Chaloupe

L’Europe ne veut pas supprimer le glyphosate dangereux pour la santé

alors que des alternatives existent

La Commission européenne ne veut pas supprimer le glyphosate. Pourtant en mars 2015, le Centre international de recherche sur le cancer de l’Organisation mondiale de la santé (OMS) classait le glyphosate comme « cancérogène probable » pour les humains, décision confirmée en juin 2021 par une étude de l’Institut national de la santé et de la recherche médicale (Inserm), qui évoquait «l’existence d’un risque accru de lymphomes non hodgkiniens » avec « un niveau de présomption moyen », puis en 2022 par une expertise de l’Institut national de recherche pour l’agriculture, l’alimentation et l’environnement (Inrae) et de l’Institut français de recherche pour l’exploitation de la mer (Ifremer), qui concluait que « l’ensemble des milieux terrestres, aquatiques et marins – notamment côtiers – sont contaminés par les produits phytopharmaceutiques.

Malgré ces prises de position scientifiques indépendantes de tout groupe de pression, et les reconnaissances de la maladie par des institutions françaises, la Commission européenne propose aux Etats membres une prolongation de 10 ans en s’appuyant notamment sur une étude de l’Agence européenne des produits chimiques et sur le rapport de l’Autorité européenne de sécurité des aliments, qui déclare n’avoir « pas identifié de domaine de préoccupation critique » quant à l’impact du glyphosate sur la santé humaine !

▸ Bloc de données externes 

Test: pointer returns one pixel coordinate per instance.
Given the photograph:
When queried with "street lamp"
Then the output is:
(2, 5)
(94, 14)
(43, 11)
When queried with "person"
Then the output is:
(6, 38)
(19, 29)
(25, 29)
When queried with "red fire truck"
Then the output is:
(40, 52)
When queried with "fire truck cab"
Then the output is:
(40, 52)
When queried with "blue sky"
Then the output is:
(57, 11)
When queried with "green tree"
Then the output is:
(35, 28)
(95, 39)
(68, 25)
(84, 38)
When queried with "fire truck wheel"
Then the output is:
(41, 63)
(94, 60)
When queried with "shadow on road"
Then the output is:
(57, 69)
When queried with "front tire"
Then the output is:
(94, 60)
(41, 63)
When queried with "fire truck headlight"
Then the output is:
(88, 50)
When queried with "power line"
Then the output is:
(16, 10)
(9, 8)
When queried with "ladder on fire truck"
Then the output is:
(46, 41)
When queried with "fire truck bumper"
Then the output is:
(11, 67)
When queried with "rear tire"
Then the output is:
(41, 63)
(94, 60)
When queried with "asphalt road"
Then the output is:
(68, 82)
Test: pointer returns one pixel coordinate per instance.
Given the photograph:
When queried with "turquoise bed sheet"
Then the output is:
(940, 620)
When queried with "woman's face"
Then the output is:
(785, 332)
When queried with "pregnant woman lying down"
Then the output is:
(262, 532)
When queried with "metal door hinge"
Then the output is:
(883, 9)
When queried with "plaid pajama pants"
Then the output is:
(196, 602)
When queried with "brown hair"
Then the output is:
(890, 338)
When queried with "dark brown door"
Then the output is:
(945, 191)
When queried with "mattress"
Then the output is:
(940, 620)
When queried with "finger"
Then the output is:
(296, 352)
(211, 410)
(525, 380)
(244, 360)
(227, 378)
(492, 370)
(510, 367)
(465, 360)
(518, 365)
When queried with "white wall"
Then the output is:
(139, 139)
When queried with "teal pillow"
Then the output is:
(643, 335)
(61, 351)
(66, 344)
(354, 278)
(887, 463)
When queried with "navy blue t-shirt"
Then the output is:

Or tout le monde sait aujourd’hui que si ces avis des agences européennes sont différents, c’est parce qu’ils s’appuient sur des analyses plus limitées que l’OMS ou l’INRAE et retiennent essentiellement des études provenant des industriels eux-mêmes.

Pourtant, des solutions existent pour développer un agriculture sans glyphosate à condition de revoir les pratiques agricoles : couvrir le sol l’hiver de plantes gélives qui se détruisent automatiquement avec le gel au lieu d’utiliser le glyphosate, semer du blé dans un champ de luzerne, pratiquer des cultures moins consommatrices de glyphosates (soja et sorgho, lin, féveroles, pois…), des cultures bio, etc. De plus, si l’on supprime le glyphosate, c’est tout bénéfice pour développer la biodiversité et notamment les insectes (abeilles) nécessaires à notre alimentation.

Les 27 États membres de l’Union européenne n’ayant pas réussi à s’entendre sur l’interdiction du glyphosate, un nouveau vote aura lieu en novembre.